Kjell Wooding | 2007-07-24

I was leafing through my morning feeds, when I came across this item:

The Alberta government is moving ahead with the construction of the North Edmonton Ring Road from Yellowhead Trail on the west side of Edmonton to the Manning Drive Freeway using a made-in-Alberta public-private partnership (P3) model.

It was enough to set my teeth on edge—two of my most loathed pieces of political jargobabble, together in one sentence.

Made-in-Alberta

Made-in-Alberta—politically, who could argue with a phrase like that? The argument almost makes itself: Alberta can come up with a solution that is better than all those crappy solutions elsewhere. But seriously, is building a road really the kind of thing we need to eschew the rest of the world’s wisdom for, in order to champion our own, made-in-Alberta solution?
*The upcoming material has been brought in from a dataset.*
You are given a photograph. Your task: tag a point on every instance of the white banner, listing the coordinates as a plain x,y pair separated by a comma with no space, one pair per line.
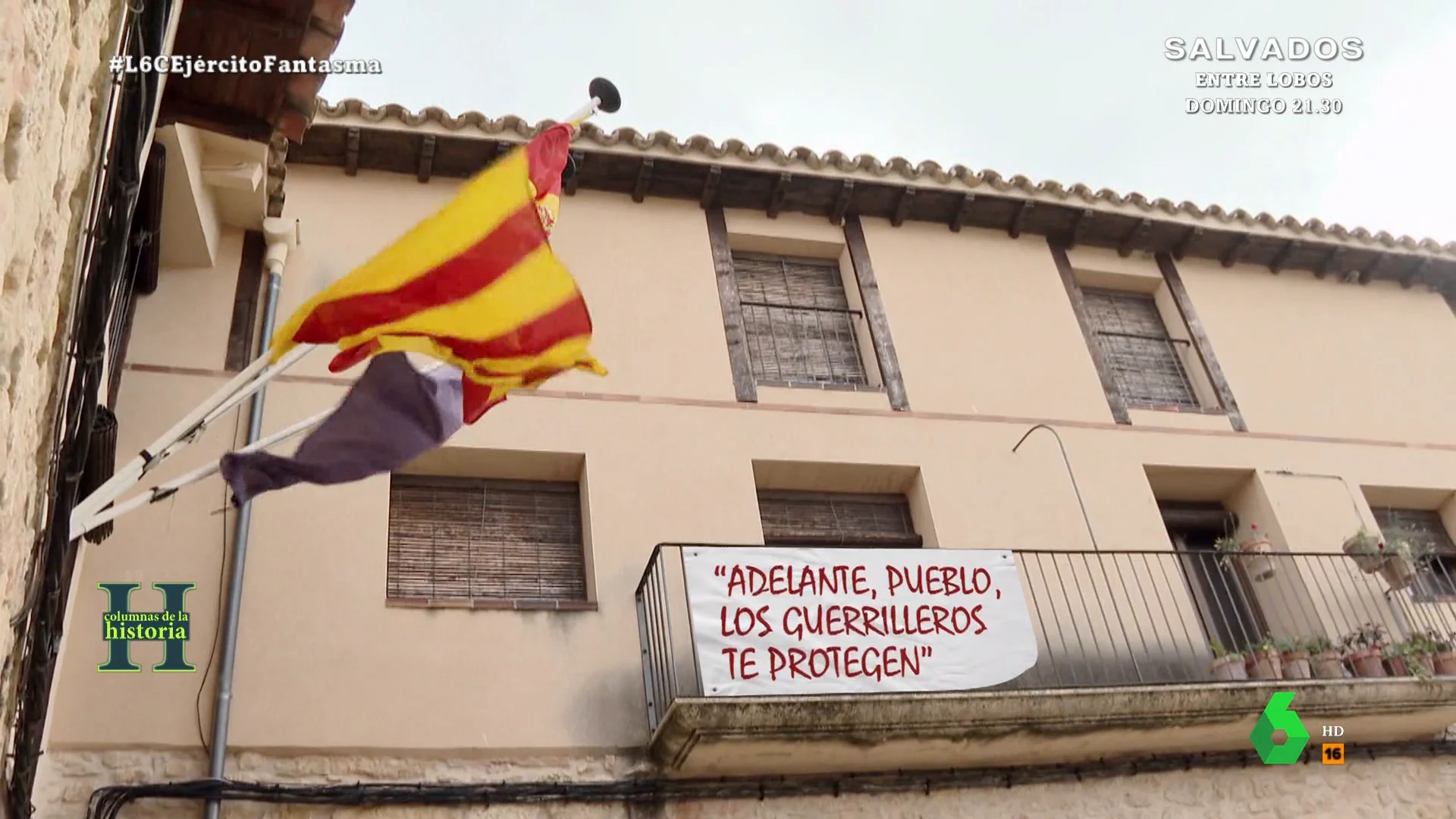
780,621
Are we really going to arrive at a way to build a road that is that much better that it justifies the time spent developing the process in the first place?

I have a better idea. Let’s use a not-invented-here approach. Let’s scour the world for a few minutes and determine who is best at road projects—long-lasting, cost-efficient roads solutions with minimal traffic disruption—and do what they do. Steal the best ideas. Learn from others’ mistakes. Now those are made-in-Alberta approaches I could get behind.

Public-private partnership

Public-private partnership is even worse. Let us review for a minute, the goals of the public and private sectors, respectively.

Thus a public-private partnership makes perfect sense—if you’re a shareholder. It’s a terrible idea if you’re a taxpayer. Before you mischaracterize me as some kind of Liberal, note that I’m not somehow knocking putting a job out to tender. I’m talking about the magical P3 wand that makes things infinitely better. Case in point:

Using the P3 process, the road will be constructed at a fixed price, finished two years earlier than through conventional delivery, and include a 30-year warranty.

Notice there is no mention of a low price—merely a fixed one. Who fixed the price? Furthermore, what kind of “conventional delivery” are they talking about here? Is there some kind of strange capitalism going on in Edmonton that makes it worth a company’s while to keep workers on the job for an extra two years? Is there a construction company in existence that’s going to be around 28 years from now to service a warranty?

Of course not. There’s no magical process required here. Just tender the damn road. It’s not made-in-Alberta, but it’s not rocket science, either.